Hightouch also operates Hightouch Ad Studio for paid media activation and Hightouch Lifecycle Marketing Studio for owned channel orchestration. Both sit on the same Composable CDP data foundation, which means audience definitions, identity resolution, and suppression logic are consistent across paid and owned channels — a problem that is surprisingly difficult to solve when your CDP and your ad platform run on separate data stores.

The Limits of Analyst Rankings in a Fast-Moving Category

The CDP category has changed faster in the past two years than in the five years before that. The emergence of large language models, the shift toward warehouse-centric data architectures, and the consolidation of martech stacks have all reshaped what buyers actually need from a CDP.

Analyst rankings, by their nature, lag the market. Research cycles take months. Vendor briefings cover capabilities that exist today, not the architectural decisions a vendor made three years ago that determine where the category will be in two years. That lag is not a criticism of Gartner's methodology — it is an inherent constraint of any research process that tries to evaluate a moving target.

The practical implication for buyers is that a Magic Quadrant should inform your evaluation process but not conclude it. Use the Leaders quadrant to identify vendors with demonstrated market traction and organizational stability. Then apply the architectural and operational questions described above to determine which of those vendors actually fits how your company manages data.

If your company has already invested in a modern cloud data warehouse and has a data engineering team that maintains it, a composable architecture almost certainly reduces your total cost of ownership and your data governance complexity compared to a traditional CDP — regardless of where either vendor sits in a quadrant.

How to Use This in a Vendor Evaluation

A practical evaluation process might look like this:

Use the Magic Quadrant to build an initial list of vendors with relevant scale and stability. Narrow that list using the three questions about data residency, identity resolution architecture, and activation freshness. Run a proof of concept with your actual data, not vendor-provided demo data. Measure the time from data ingestion to activated audience in each downstream destination. Calculate the full cost including storage, data movement, and engineering time — not just the license fee.

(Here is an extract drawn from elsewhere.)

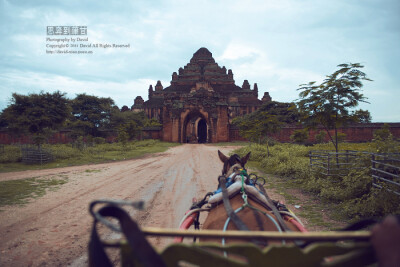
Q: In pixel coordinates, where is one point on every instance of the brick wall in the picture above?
(354, 133)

That process will surface differences that no analyst ranking can show you, because those differences are specific to your data environment, your stack, and your team's operational capacity.

The Gartner Magic Quadrant CDP Leaders are real companies with real products that serve real customers well. The question for your evaluation is not whether they are good products in the abstract. The question is whether their architecture, data model, and activation capabilities fit the way your company actually works with data. Answering that question requires going beyond the quadrant.